China critica EUA após indiciamento de Raúl Castro e fala em 'abuso judicial'
A China criticou nesta quinta-feira o que classificou como “abuso dos meios judiciais” por parte dos Estados Unidos, após o indiciamento do ex-presidente cubano Raúl Castro em um caso relacionado à queda de dois aviões em 1996. A manifestação ocorre em meio à escalada de tensões diplomáticas entre Washington e Havana.
O posicionamento foi feito pelo porta-voz do Ministério das Relações Exteriores chinês, Guo Jiakun, ao ser questionado sobre o avanço das acusações apresentadas pelos Estados Unidos contra o ex-dirigente cubano.
Segundo o governo chinês, medidas como sanções unilaterais e processos judiciais com alcance internacional não têm base no direito internacional e representam uma forma de pressão política sobre Cuba.
“A China sempre se opôs firmemente às sanções unilaterais ilegais (...) e se opõe ao abuso dos meios judiciais”, afirmou Guo.

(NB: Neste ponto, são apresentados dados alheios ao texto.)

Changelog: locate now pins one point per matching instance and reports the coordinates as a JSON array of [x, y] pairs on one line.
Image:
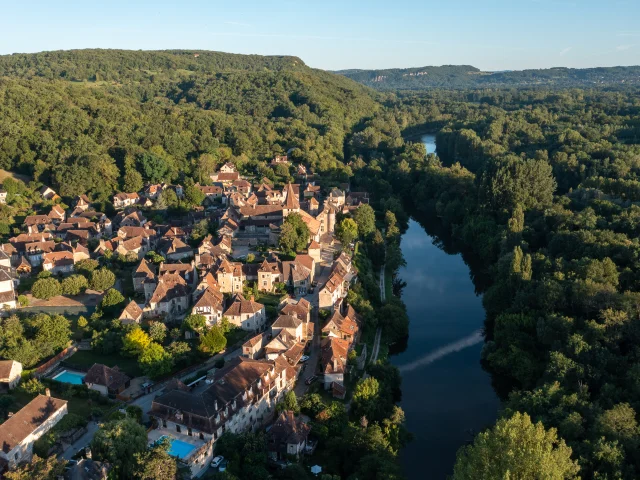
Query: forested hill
[[122, 65], [88, 121], [465, 76]]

Ele também disse que Pequim rejeita qualquer tentativa de coerção externa contra Havana “sob qualquer pretexto”.
O porta-voz acrescentou que os Estados Unidos deveriam interromper o uso de sanções e instrumentos judiciais como forma de pressão e evitar ameaças recorrentes de uso da força.
Indiciamento amplia pressão sobre Cuba
Na quarta-feira, autoridades americanas anunciaram o indiciamento de Raúl Castro, de 94 anos, por suposta participação na derrubada de aeronaves em 1996, além de acusações de conspiração e homicídio de cidadãos dos Estados Unidos.
O caso é tratado por Washington como um novo capítulo na responsabilização de autoridades cubanas por episódios históricos envolvendo a aviação americana.
A medida foi classificada pelo presidente Donald Trump como um “momento importante”, embora o governo americano tenha indicado que não há, no curto prazo, expectativa de ações adicionais contra Havana.
O anúncio ocorre em meio ao agravamento da crise econômica cubana, marcada por escassez de energia, dificuldades de abastecimento e impacto das sanções americanas, especialmente no setor de petróleo.
Pequim reiterou apoio ao governo cubano e afirmou defender a soberania e a “dignidade nacional” da ilha, em oposição ao que considera interferência externa.